"Autumn " is British English . " Fall " is American English . Is this true ? Which should I use? Which one is used commonly?
Oct 28, 2017 12:43 PM
Answers · 15
Yes, this is true. However the British remember whether our clocks go forward or backwards by one hour at the end of March and end of November by saying "Spring forward and Fall back"
October 28, 2017
Yes and no. Language is never quite that simple, and the US/GB distinction is never as straightforward as people think. American English uses both words, but most commonly 'fall'. AE speakers say 'fall' for everyday use, and 'autumn' to sound romantic or poetic. It's typical, I believe, for American English speakers to talk about the beautiful 'autumn colours' that you can see around this time of year. So, even though 'fall' is the word which AE speakers use most of the time, this does not make 'autumn' a specifically British word.
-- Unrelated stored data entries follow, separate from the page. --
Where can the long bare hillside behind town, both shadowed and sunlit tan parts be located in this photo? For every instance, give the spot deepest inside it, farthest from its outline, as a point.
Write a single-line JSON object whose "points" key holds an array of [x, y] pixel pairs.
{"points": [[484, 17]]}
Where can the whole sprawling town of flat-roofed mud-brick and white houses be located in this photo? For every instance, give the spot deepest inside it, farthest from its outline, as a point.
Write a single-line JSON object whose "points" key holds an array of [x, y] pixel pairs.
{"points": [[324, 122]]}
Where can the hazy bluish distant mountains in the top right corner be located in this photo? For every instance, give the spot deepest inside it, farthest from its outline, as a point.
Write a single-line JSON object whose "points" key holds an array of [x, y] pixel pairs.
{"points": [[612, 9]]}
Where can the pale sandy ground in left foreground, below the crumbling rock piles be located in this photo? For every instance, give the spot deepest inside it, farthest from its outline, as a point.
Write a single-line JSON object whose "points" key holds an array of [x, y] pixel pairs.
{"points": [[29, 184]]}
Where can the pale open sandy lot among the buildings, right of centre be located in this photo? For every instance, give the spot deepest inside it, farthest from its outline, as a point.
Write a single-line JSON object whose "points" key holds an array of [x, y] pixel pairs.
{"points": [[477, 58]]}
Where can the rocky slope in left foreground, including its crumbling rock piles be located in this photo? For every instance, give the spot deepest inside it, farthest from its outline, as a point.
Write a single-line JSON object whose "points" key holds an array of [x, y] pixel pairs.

For Americans, it's just a less common alternative. In British English, we always say 'autumn'. Nobody says 'fall' in Britain. The only exception is the little mnemonic which Norman mentions above, and British children who haven't picked up 'fall' from American TV might need to have 'fall backward' explained to them. That said, most people are aware that 'fall' is used in American English.
October 28, 2017
Autumn is more used by British people, and fall is more used by American people; however, you will hear both American and British people use them. Hope that helps.